VRE (vancomycin-resistant Enterococcus) is identified by resistance to vancomycin on the antibiogram. This is clinically significant because vancomycin is normally a go-to drug for serious Enterococcus infections.
Why “Susceptible” Does Not Always Mean “Best Choice”
When multiple antibiotics come back as susceptible on a report, the right pick is not simply whichever one appears first. Several factors matter beyond the S on the page.
The site of infection is critical. An antibiotic that works well in a test tube might not reach adequate concentrations in certain body compartments. Some drugs concentrate heavily in urine, making them ideal for urinary tract infections but inadequate for bloodstream or deep tissue infections caused by the same organism. Current guidelines advise choosing the narrowest-spectrum antibiotic that targets the most likely pathogen. Using a broad-spectrum drug when a narrow one would work contributes to resistance and increases the risk of complications like C. difficile infection.
Side effect profiles, drug allergies, kidney or liver function, and cost all factor in. A susceptible result opens the door, but it does not make the decision by itself.
Intrinsic Resistance: When Results Can Mislead
Some bacteria are naturally resistant to certain antibiotics due to their biology, not because they acquired resistance. These are called intrinsic resistances, and a well-designed antibiogram should not even test or report these combinations. But it helps to know the major ones so you are not confused by their absence from a report.

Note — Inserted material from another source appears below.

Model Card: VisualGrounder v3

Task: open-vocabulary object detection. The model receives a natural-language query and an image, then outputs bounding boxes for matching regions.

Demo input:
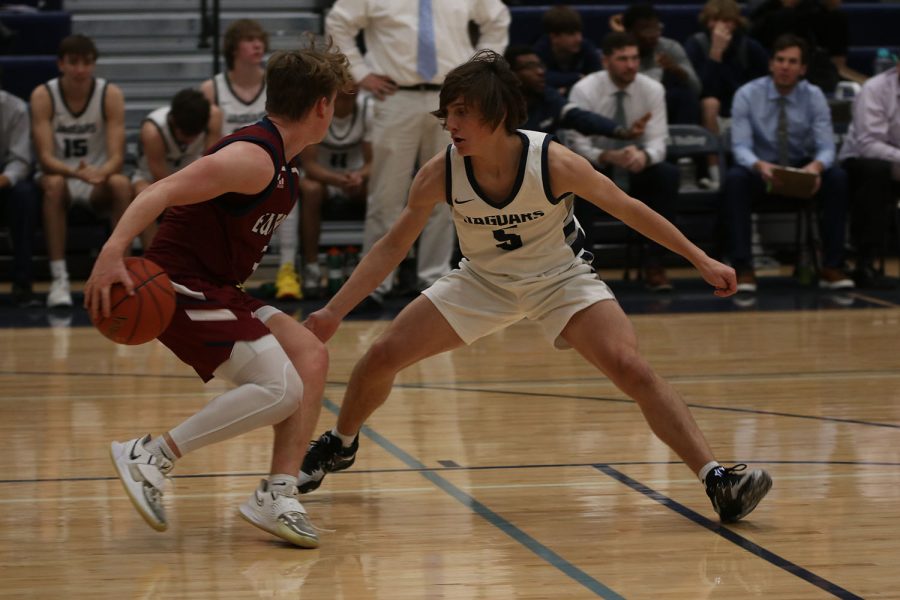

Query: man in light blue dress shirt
[723,35,853,293]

Gram-negative bacteria, for example, are intrinsically resistant to macrolide antibiotics like erythromycin. Their outer cell membrane and efflux pumps prevent the drug from accumulating inside the cell. You will never see erythromycin listed as an option against E. coli on an antibiogram, and that is by design. Similarly, all E. coli strains carry a chromosomally encoded enzyme that provides a baseline level of resistance to certain penicillins, which is why those drugs are not tested against it in standard panels.
If you see an antibiotic missing from a report, it often means the lab already knows that combination is clinically irrelevant, either because of intrinsic resistance or because the drug is not appropriate for the type of infection being treated.